Nora’s breath hitched.

“It wasn’t a love story,” he added quickly. “I didn’t… feel her. Not like I feel you.”

She looked at him then.

His glow was faint now, curling under his skin like smoke. But his eyes—god, his eyes—were wide and human and hurting.

She reached for his hand.

“I thought maybe…” He swallowed hard. “Maybe it wasn’t meant to happen at all. That the land had changed its mind. That I’d been made just to watch it die slower.”

“And then you came.”

His eyes flicked to hers.

“You laughed in the wind,” he said. “You yelled at the dirt. You walked barefoot into a sacred site with a stone in your hand and asked the desert if it wanted to fight.”

She snorted.

“Not very ritualistic of me.”

“No,” he said. “But it was real. And it was yours. And I felt it. Every word. Every time you touched the land and didn’t flinch.”

Silence settled between them again, deep and full.

Nora reached for him. He came willingly, folding into her space like he’d always been meant to fit there. She pressed her forehead to his.

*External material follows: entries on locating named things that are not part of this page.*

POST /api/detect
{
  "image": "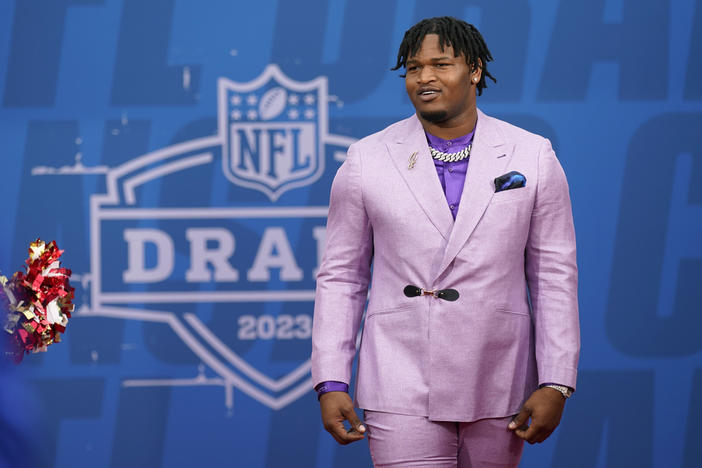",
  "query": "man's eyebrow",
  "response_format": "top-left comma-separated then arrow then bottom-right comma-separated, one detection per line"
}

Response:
406,55 -> 452,65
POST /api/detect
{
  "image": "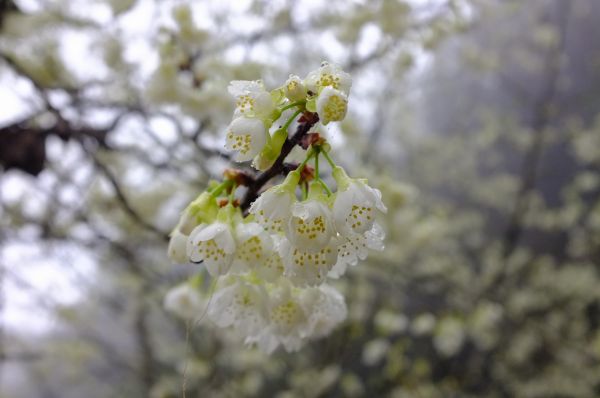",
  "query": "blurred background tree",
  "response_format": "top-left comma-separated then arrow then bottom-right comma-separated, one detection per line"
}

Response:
0,0 -> 600,398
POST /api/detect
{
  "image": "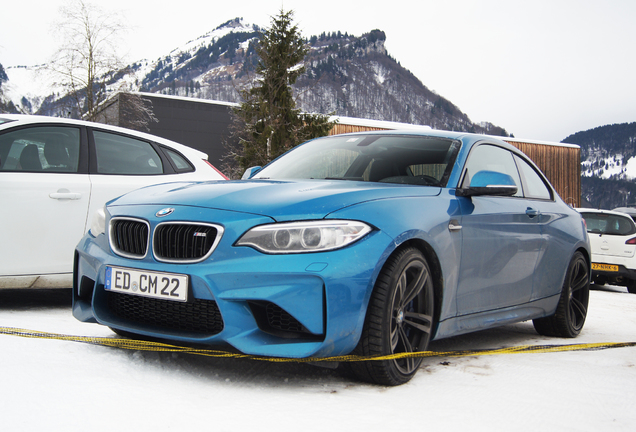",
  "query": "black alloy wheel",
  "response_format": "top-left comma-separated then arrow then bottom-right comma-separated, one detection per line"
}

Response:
532,252 -> 590,338
350,247 -> 434,386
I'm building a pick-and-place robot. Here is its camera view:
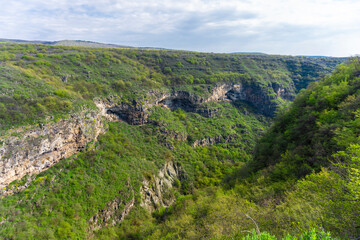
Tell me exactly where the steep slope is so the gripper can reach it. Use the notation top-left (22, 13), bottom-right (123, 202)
top-left (119, 58), bottom-right (360, 239)
top-left (0, 44), bottom-right (344, 239)
top-left (254, 59), bottom-right (360, 179)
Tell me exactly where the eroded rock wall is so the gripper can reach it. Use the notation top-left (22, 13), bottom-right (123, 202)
top-left (0, 110), bottom-right (105, 188)
top-left (107, 82), bottom-right (295, 125)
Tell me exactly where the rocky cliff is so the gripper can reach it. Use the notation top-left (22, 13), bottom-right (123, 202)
top-left (0, 110), bottom-right (105, 188)
top-left (140, 161), bottom-right (185, 212)
top-left (105, 83), bottom-right (295, 125)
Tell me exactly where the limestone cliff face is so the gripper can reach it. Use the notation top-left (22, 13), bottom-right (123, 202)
top-left (0, 111), bottom-right (105, 188)
top-left (105, 83), bottom-right (295, 125)
top-left (140, 161), bottom-right (184, 212)
top-left (89, 180), bottom-right (135, 232)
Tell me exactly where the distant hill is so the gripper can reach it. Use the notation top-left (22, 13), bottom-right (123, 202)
top-left (0, 38), bottom-right (134, 48)
top-left (231, 52), bottom-right (266, 55)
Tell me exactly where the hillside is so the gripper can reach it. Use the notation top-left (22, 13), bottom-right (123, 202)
top-left (0, 43), bottom-right (350, 239)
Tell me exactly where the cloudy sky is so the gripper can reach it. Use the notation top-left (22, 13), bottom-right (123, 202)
top-left (0, 0), bottom-right (360, 56)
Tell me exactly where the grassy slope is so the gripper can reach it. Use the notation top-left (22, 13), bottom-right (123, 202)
top-left (0, 44), bottom-right (348, 239)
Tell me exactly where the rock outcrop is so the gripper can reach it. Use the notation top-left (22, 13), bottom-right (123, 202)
top-left (140, 161), bottom-right (184, 212)
top-left (0, 111), bottom-right (105, 188)
top-left (105, 82), bottom-right (295, 125)
top-left (191, 134), bottom-right (238, 147)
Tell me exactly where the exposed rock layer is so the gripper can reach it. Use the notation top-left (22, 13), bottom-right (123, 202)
top-left (0, 111), bottom-right (105, 188)
top-left (105, 83), bottom-right (295, 125)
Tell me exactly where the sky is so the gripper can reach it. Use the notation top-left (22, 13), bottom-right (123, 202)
top-left (0, 0), bottom-right (360, 57)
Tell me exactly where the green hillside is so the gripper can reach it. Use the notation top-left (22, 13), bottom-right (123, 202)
top-left (0, 43), bottom-right (352, 239)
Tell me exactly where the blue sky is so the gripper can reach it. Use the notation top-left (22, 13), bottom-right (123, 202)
top-left (0, 0), bottom-right (360, 56)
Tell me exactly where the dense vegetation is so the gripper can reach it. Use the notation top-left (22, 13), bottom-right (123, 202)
top-left (0, 43), bottom-right (344, 129)
top-left (0, 44), bottom-right (360, 239)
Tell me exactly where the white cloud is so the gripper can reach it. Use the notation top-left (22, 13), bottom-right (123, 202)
top-left (0, 0), bottom-right (360, 56)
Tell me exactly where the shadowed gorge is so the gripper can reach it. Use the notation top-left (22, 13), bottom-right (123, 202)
top-left (0, 43), bottom-right (354, 239)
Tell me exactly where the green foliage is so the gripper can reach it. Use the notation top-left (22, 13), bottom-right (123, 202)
top-left (0, 44), bottom-right (352, 239)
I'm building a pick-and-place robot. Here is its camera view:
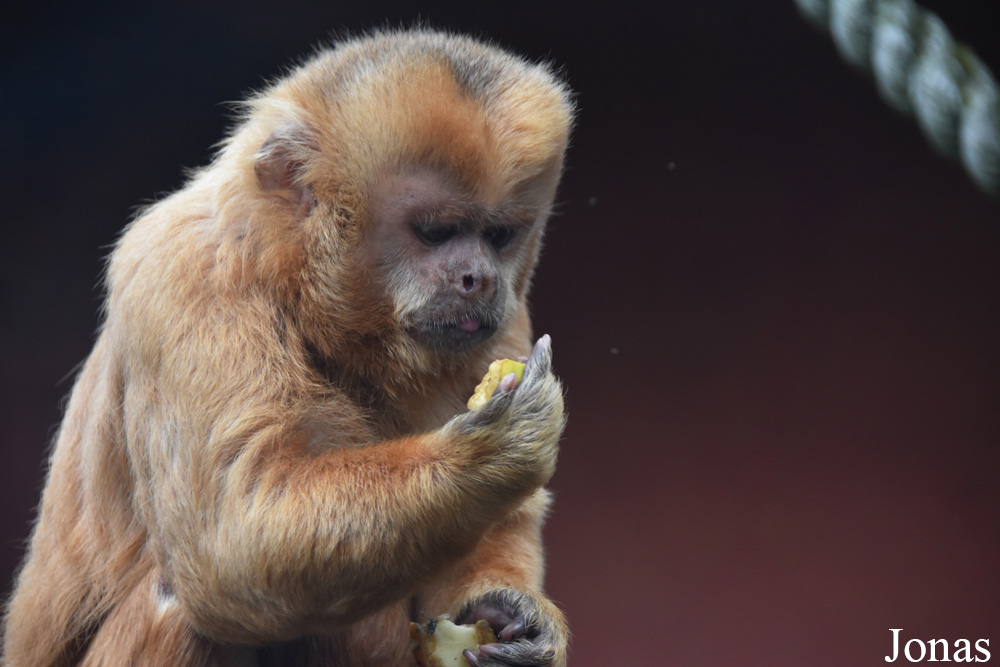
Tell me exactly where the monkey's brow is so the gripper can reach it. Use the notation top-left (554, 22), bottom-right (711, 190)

“I didn’t expect to stay,” she whispered. “I came here to clean out a house and escape a life I wasn’t sure belonged to me anymore.”

He nodded.

“You stayed anyway.”

“I did.”

“Why?”

She exhaled.

“Because the land doesn’t just need a guardian,” she said. “It needs someone to understand it. To feel it. And I do.”

She looked at him, soft and sure.

“But it wasn’t just the land.”

He stilled.

“You’re what made it feel alive again.”

He closed his eyes.

And when he opened them again, the silence was different.